To those who keenly followed Cerinah Nebanda's political career, her performance was particularly noteworthy, as she delighted in speaking bluntly about the plight of the downtrodden people and against the surging levels of corruption in the country.
No young woman MP could inspire and court unrelenting support for causes she believed more effectively than Nebanda.
At 24, she was young, fearless, and resolute in pursuing the causes she believed in. She also had the money.
Yet these superlatives hardly mean much anymore because Nebanda is no longer with us. The Butaleja Woman MP died mysteriously on Friday evening, leaving a nation in shock.

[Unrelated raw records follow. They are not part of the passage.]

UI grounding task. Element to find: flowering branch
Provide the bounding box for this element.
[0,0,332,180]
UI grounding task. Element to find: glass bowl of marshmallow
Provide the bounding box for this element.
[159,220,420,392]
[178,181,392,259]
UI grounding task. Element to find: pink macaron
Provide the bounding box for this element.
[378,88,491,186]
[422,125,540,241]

By the time we went to press, the cause of her death was a subject of intense public speculation.
Some people close to her pointed to poisoning as the cause of her death.
Nebanda exhibited a kind of political maturity usually seen in veteran politicians and, in barely two years, made an impact not many politicians live to make in their entire careers.
Although she flirted with politics from a very tender age, it was at Makerere University that she cut her political teeth - as an active member of the Uganda Young Democrats (UYD).
Elected to Parliament in 2011 on an NRM ticket, she quickly became visible thanks largely to her piercing squeaky voice that emphatically drove her point home. On Thursday last week, when President Museveni addressed Parliament after the passage of the controversial Petroleum bill, Nebanda constantly heckled him, challenging some of his assertions.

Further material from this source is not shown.